Bayonne Business Administrator Melissa Mathews. Facebook photo.

By John Heinis/Hudson County View

“Pursuant to N.J.S.A. 40:69A-1 et seq., your term of appointment as Director of the Department of Administration/Business Administrator (“Director”) expires at the conclusion of the Mayor’s term,” Davis wrote in a letter to Mathews yesterday.

“As such, by statute, your appointment as Director shall cease June 30, 2022. Please allow this letter to serve as notice that you will not be appointed to the position of Director for the new term.”

Mathews, a former board of education candidate and clerk for the city, took over as business administrator on May 1st, 2020, recognized as the first woman to ever hold the post.

However, less than a year later she filed a gender discrimination suit that claimed abuse of of public office allegations were ignored by other officials at City Hall.
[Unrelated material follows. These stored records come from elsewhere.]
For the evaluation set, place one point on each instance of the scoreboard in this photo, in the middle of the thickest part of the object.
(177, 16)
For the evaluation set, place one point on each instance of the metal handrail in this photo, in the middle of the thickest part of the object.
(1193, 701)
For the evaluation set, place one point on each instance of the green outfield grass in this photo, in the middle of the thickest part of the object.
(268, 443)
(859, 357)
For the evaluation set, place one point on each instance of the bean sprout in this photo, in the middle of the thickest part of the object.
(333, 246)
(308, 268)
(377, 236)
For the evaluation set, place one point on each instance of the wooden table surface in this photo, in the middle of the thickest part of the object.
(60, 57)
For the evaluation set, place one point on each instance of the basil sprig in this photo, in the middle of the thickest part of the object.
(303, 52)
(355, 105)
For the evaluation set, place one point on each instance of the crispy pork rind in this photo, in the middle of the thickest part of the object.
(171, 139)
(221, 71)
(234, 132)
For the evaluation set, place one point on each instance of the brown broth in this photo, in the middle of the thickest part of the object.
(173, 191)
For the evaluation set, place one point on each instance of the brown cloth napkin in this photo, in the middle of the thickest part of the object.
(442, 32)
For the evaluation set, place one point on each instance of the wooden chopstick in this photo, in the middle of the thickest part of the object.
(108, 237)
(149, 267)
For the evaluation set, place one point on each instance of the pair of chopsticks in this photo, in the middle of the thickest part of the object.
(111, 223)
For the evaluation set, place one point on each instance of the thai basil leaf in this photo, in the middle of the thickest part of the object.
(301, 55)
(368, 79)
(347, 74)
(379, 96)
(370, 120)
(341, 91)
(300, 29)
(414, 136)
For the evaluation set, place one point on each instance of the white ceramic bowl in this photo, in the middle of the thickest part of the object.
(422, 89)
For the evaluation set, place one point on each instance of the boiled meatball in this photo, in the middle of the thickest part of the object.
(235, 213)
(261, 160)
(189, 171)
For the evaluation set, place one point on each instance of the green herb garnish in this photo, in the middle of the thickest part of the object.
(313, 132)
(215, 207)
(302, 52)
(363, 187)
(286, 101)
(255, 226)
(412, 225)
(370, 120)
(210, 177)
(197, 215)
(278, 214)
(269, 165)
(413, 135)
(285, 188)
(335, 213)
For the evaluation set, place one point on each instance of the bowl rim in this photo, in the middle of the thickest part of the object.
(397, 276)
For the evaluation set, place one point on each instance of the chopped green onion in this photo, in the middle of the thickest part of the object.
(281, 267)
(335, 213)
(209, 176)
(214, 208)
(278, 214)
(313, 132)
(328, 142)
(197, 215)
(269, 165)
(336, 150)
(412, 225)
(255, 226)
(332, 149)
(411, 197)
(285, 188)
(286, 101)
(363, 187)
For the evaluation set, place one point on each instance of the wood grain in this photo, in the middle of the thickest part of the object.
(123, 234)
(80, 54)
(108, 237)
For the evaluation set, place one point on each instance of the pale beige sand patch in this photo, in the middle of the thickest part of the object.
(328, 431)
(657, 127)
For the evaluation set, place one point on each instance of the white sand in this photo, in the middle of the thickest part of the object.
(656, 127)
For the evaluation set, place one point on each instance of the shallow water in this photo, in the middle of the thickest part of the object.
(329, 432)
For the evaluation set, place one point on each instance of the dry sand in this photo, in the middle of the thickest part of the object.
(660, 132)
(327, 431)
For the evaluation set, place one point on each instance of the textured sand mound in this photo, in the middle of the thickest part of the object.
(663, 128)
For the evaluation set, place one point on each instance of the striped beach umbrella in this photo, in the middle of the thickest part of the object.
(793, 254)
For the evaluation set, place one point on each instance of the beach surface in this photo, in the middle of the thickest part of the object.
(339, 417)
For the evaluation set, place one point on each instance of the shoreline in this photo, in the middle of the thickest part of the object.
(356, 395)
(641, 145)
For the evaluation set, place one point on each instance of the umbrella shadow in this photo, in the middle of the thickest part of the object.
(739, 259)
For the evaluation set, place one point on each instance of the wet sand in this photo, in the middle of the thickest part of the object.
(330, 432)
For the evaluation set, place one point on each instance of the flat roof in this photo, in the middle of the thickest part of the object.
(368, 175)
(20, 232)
The case is still pending and few developments have occurred thus far, outside of three defendants getting dismissed by a Hudson County Superior Court judge last summer.

Just prior to that, Mathews also made headlines for drawing the ire of Law Director Jay Coffey in a secretly recorded conversation with another employee, as well as for the city withholding CDBG funds for a food bank she ran with outgoing Council President Sharon Ashe-Nadrowski.

To that end, Mathews was a political support of Ashe-Nadrowski in last month’s mayoral contest where Davis pulled off a clean sweep, with she and her husband making donations to support the challenger’s campaign.

Davis’ letter continues that on July 1st, when he and the city council will be inaugurated, Mathews can return to her role as a Clerk 1 for the Division of Planning and Zoning.

“Please arrange with the Mayor’s Office to verify the City property in your possession no later than 4:00 p.m. on June 30, 2022. On behalf of the City and its elected officials, thank you for your service as Director to the residents of the City of Bayonne,” the letter concluded.

In response, Mathews said “at least they didn’t hire a hit man to kill me,” in reference to political operative Sean Caddle, who pleaded guilty in January to a 2014 murder-for-hire scheme earlier this year.

About five weeks prior, a super PAC set up by state Senator Ray Lesniak to bolster Davis’ bid for a third term had paid Caddle a $2,500 consulting fee, but his guilty plea ensured that the political entity never got off the ground and therefore didn’t play a role in the race.